Appletons' Cyclopædia of American Biography/Porter, Rufus

PORTER, Rufus, inventor, b. in West Boxford, Massachusetts, 1 May, 1792; d. in New Haven, Connecticut, 13 Aug., 1884. He early showed mechanical genius. In 1807 his parents apprenticed him to a shoemaker, but he soon gave up this trade, and occupied himself by playing the fife for military companies, and the violin for dancing parties. Three years later he was apprenticed to a house-painter. During the war of 1812 he was occupied in painting gun-boats, and as fifer to the Portland light infantry. In 1813 he painted sleighs at Denmark, Me., beat the drum for the soldiers, taught others to do the same, and wrote a book on the art of drumming, and he then enlisted in the militia for several months. Subsequently he was a teacher, but was unable to remain in one place, and so led a wandering life. In 1820 he made a camera-obscura with a lens and a mirror so arranged that with its aid he could draw a satisfactory portrait in fifteen minutes. With this apparatus he travelled through the country until he invented a revolving almanac, when he at once stopped his painting in order to introduce his latest device.

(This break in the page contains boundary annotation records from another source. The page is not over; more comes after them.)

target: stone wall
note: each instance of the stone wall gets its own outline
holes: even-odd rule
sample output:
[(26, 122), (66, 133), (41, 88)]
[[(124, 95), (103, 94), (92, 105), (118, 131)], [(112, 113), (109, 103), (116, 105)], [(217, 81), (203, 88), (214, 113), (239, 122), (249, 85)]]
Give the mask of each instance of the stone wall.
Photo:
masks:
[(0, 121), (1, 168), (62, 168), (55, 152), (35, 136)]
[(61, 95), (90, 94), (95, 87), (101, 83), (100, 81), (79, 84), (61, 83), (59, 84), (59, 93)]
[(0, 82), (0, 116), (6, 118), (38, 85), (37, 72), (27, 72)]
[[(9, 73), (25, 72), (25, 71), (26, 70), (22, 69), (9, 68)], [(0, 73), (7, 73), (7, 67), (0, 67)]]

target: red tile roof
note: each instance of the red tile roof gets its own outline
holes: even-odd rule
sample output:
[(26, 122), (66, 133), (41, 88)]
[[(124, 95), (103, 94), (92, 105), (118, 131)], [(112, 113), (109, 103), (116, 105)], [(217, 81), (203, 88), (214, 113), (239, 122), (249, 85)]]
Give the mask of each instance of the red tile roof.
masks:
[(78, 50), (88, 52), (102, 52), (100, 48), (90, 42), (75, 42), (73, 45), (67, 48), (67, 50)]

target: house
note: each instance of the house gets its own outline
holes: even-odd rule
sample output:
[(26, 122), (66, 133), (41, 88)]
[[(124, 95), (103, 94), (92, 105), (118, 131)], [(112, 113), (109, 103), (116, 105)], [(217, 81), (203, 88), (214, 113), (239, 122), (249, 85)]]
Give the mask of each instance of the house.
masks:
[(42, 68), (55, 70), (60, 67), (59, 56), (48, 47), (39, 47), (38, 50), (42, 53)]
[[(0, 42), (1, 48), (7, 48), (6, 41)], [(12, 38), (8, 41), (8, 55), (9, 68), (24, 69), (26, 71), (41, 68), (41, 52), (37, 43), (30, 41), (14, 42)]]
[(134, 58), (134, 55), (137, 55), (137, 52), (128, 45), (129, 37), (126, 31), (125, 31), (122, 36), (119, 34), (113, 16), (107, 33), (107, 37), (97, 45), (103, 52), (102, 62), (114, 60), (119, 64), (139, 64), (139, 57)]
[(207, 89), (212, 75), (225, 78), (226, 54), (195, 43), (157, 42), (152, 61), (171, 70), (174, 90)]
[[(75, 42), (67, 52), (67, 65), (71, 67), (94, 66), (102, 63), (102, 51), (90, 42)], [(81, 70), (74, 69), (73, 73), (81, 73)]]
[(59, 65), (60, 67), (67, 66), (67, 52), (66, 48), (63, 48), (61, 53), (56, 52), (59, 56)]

His next project was a twin boat to be propelled by horse-power, but it proved unsuccessful, and he turned to portrait-painting again. In 1824 he began landscape-painting, but relinquished it to build a horse flat-boat. He invented a successful cord-making machine in 1825, and thereafter produced a clock, a steam carriage, a portable horse-power, corn-sheller, churn, a washing-machine, signal telegraph, fire-alarm, and numerous other articles. In 1840 he became editor of the “New York Mechanic,” which prospered, and in the following year he moved it to Boston, where he called it the “American Mechanic.” The new art of electrotyping there attracted his attention, and he gave up editorial work in order to occupy himself with the new invention. He devised at this period a revolving rifle, which he sold to Col. Samuel Colt for $100. In 1845 he returned to New York and engaged in electrotyping, and about this time he founded the “Scientific American,” the first issue of which bears the date 28 Aug., 1845. At the end of six months he was glad to dispose of his interest in the paper, and then occupied himself with his inventions. These included a flying-ship, trip-hammer, fog-whistle, engine-lathe, balanced valve, rotary plough, reaction wind-wheel, portable house, thermo-engine, rotary engine, and scores of others.